Research: Metals Found In Iraq Dust Sickened Soldiers

Research: Metals Found In Iraq Dust Sickened Soldiers

A study released June 2 at the Symposium on Lung Health After Deployment to Iraq and Afghanistan links titanium and other metals in Iraq dust with dust present in the lungs of six soldiers.

According to a report in USA Today, “the dust is different from dust found elsewhere in that human lungs are unable to dispel it through natural immune-system processes. The Iraq dust comes attached to iron and copper, and it forms polarizable crystals in the lungs. The particles — each bit 1/30th the size of a human hair — have sharp edges.”

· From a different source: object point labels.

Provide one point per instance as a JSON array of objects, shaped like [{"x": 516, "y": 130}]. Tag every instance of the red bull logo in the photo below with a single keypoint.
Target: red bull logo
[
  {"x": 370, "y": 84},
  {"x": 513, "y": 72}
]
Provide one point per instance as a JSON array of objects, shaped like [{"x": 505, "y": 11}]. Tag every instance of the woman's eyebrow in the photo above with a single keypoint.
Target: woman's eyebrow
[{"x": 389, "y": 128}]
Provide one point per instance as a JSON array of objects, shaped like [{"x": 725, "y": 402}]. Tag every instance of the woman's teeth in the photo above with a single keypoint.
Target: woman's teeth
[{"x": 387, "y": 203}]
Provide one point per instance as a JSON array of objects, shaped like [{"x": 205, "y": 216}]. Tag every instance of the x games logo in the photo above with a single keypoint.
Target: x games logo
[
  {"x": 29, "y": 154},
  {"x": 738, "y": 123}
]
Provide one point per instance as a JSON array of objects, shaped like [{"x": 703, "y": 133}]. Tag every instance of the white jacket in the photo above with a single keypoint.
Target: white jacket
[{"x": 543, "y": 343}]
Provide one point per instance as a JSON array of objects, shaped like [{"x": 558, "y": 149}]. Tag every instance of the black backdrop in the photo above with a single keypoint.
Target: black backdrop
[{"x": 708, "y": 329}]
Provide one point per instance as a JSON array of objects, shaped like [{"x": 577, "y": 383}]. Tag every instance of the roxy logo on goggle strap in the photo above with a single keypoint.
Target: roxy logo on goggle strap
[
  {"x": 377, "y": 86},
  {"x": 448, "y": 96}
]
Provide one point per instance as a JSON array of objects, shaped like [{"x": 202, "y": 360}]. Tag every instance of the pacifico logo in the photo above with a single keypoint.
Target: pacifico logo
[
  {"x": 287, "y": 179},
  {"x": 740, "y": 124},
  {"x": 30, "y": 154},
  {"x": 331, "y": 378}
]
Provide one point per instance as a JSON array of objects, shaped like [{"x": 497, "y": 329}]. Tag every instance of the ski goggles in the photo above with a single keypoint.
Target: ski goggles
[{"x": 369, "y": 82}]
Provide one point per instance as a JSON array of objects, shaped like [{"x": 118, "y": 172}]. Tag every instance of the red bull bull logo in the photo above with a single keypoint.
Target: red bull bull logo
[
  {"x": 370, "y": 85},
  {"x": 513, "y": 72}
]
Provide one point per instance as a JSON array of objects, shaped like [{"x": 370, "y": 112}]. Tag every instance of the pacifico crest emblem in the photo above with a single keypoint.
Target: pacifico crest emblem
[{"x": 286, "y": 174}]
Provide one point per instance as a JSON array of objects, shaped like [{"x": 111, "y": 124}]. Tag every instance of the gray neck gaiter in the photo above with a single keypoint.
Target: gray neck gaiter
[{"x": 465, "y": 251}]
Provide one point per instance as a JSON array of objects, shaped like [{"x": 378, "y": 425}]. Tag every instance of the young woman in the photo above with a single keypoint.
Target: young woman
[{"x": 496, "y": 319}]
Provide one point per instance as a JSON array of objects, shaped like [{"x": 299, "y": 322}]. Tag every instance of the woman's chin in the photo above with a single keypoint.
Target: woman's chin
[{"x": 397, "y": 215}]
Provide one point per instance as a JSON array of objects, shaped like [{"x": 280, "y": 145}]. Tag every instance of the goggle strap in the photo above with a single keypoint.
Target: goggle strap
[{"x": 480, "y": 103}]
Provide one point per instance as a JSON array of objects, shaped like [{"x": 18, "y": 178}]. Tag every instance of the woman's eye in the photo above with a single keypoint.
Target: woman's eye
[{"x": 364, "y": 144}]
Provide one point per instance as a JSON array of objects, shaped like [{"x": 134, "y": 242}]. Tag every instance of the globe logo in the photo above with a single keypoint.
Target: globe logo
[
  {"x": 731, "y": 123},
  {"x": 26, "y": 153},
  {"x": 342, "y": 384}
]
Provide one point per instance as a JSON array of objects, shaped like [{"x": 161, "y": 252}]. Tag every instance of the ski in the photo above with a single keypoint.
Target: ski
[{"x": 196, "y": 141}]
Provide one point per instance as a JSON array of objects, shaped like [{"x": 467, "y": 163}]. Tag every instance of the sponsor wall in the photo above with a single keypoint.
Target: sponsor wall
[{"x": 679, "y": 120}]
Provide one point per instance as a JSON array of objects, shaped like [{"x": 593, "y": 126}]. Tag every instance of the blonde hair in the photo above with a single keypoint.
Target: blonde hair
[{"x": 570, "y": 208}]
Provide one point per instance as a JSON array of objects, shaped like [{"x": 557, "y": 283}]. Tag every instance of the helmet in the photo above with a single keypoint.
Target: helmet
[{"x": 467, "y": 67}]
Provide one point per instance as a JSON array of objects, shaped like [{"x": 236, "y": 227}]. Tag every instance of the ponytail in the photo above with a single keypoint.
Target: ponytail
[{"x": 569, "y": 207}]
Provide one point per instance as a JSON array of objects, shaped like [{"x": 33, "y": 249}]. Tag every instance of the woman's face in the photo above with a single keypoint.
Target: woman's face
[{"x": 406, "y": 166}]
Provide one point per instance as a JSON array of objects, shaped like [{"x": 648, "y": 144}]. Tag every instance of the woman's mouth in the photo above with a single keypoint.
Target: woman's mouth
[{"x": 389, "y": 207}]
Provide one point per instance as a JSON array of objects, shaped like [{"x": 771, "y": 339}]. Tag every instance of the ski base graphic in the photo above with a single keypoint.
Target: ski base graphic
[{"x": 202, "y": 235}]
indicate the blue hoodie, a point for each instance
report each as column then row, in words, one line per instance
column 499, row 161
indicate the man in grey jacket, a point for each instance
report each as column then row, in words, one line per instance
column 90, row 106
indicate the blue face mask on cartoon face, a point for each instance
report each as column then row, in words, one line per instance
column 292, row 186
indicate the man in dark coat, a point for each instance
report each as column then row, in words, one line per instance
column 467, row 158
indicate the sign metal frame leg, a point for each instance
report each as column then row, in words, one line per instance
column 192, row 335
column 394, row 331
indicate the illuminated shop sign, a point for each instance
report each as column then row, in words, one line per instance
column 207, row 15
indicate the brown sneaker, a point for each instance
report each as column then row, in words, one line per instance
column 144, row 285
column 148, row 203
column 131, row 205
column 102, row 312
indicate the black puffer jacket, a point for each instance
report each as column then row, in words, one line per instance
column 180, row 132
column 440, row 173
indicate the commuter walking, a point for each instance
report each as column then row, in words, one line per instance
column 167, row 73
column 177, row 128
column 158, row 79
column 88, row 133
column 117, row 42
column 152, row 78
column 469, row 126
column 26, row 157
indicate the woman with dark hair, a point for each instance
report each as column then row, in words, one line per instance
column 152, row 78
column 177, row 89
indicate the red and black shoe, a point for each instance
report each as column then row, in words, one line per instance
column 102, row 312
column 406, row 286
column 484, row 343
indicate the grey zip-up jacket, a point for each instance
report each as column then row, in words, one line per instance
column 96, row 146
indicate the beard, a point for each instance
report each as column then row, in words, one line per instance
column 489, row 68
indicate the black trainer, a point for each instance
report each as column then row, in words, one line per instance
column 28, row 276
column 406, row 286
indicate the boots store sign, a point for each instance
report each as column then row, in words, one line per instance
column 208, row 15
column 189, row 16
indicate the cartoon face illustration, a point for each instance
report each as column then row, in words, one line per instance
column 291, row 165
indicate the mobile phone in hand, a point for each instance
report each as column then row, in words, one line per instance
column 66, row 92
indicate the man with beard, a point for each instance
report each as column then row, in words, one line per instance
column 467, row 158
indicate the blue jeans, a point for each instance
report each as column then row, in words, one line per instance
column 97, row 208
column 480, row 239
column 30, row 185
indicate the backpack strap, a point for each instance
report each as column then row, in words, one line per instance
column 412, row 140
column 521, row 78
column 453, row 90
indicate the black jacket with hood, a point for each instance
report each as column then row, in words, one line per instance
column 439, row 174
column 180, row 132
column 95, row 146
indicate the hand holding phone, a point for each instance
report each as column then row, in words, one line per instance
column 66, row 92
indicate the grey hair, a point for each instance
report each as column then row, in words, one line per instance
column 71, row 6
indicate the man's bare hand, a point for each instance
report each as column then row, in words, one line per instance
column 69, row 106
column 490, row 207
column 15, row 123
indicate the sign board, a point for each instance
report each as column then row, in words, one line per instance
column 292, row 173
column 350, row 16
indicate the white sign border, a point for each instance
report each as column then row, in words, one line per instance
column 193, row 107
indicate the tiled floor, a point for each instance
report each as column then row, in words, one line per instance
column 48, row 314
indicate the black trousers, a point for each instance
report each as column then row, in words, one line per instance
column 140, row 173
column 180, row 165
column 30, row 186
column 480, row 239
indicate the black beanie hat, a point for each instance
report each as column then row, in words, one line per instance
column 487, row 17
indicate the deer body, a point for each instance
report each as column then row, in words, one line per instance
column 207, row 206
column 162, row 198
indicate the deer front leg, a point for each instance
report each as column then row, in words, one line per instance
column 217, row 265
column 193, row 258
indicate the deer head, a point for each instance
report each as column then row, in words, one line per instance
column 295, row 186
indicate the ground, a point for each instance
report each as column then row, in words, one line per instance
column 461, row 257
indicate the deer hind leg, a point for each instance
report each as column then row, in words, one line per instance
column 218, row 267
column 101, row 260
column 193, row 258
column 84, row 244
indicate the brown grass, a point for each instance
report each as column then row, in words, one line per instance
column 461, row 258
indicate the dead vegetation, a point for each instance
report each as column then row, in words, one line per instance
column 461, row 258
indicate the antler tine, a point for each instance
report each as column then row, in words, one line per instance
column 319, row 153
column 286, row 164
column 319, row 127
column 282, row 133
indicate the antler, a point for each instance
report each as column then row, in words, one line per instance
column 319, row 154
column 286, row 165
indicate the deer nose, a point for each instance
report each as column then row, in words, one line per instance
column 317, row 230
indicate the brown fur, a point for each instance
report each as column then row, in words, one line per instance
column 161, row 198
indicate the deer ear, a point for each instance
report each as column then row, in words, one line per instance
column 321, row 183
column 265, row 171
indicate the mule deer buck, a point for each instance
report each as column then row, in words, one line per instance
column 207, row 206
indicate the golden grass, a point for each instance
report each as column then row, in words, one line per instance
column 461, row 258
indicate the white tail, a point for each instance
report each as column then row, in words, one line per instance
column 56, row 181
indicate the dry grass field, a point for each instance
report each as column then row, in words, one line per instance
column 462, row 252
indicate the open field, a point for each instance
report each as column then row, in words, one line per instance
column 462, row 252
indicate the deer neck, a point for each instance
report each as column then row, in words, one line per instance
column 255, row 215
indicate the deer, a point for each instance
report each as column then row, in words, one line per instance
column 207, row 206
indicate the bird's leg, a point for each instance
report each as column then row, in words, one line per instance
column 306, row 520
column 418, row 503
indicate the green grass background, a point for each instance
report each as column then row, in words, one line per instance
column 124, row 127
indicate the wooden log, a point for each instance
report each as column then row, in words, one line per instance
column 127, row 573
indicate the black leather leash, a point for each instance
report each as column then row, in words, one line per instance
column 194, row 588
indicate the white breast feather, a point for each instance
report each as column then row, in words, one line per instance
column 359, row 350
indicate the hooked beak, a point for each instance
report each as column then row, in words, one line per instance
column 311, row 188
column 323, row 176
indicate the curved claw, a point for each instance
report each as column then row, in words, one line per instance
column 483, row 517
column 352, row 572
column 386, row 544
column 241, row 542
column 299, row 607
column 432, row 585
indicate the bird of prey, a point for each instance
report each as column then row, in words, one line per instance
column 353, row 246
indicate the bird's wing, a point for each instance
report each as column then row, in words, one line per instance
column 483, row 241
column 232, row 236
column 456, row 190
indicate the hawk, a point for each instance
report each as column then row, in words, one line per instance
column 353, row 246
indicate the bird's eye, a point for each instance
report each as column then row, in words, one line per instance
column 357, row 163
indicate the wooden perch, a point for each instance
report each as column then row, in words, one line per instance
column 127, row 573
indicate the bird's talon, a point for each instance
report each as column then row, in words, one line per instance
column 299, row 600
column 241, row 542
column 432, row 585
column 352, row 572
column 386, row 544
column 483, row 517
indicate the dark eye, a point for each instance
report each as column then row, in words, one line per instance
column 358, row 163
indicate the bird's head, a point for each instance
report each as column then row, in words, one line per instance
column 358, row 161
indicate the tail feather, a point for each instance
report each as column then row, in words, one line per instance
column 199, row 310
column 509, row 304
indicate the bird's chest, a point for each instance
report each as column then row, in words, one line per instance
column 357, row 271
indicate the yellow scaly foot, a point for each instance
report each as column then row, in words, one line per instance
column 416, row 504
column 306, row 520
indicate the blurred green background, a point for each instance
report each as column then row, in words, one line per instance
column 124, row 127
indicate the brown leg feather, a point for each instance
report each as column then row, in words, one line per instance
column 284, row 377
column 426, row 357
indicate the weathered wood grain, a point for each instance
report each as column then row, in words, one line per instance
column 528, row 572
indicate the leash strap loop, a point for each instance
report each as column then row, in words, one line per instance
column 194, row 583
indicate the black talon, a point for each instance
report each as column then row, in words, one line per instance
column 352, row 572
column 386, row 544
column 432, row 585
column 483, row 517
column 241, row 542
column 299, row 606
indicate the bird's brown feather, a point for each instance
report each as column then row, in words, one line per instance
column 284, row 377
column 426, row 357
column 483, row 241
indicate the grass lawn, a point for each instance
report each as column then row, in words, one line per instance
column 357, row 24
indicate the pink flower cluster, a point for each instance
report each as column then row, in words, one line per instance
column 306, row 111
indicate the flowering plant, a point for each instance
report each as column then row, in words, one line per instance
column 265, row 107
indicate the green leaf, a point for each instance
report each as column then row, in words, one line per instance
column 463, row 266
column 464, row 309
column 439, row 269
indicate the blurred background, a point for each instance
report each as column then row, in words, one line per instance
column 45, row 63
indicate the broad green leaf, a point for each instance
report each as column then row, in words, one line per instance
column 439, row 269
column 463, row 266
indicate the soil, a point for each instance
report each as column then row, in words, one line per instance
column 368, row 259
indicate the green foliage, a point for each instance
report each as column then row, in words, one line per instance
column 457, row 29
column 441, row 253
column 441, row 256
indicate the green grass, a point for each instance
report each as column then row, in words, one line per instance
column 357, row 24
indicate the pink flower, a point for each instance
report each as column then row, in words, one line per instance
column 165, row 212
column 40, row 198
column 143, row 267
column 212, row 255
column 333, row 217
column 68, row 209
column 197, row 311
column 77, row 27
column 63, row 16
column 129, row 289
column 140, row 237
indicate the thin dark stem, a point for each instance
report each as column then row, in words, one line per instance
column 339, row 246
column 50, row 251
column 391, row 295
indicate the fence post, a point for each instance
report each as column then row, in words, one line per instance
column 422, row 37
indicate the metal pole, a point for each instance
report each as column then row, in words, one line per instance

“We biopsied several patients and found titanium in every single one of them,” said Anthony Szema, an assistant professor at Stony Brook School of Medicine who specializes in pulmonology and allergies. “It matched dust that we have collected from Camp Victory” in Iraq. “They’ve inhaled metal. It’s not a little; it’s a lot.”

Szema theorizes that it is either naturally occurring, or that it may have been created by trash burn pits located close to soldiers’ sleeping quarters. These pits were used to burn everything from “Styrofoam to vehicles to computers to unexploded ordnance” in both Iraq and Afghanistan, USA Today reported.

Each of the six soldiers came into the Veterans Affairs Medical Center in Northport, N.Y., complaining of shortness of breath. USA Today reports that dozens have been “diagnosed with constrictive bronchiolitis, a narrowing of the lung’s smallest passageways that occurs only after exposure to an environmental toxin or in lung-transplant patients.”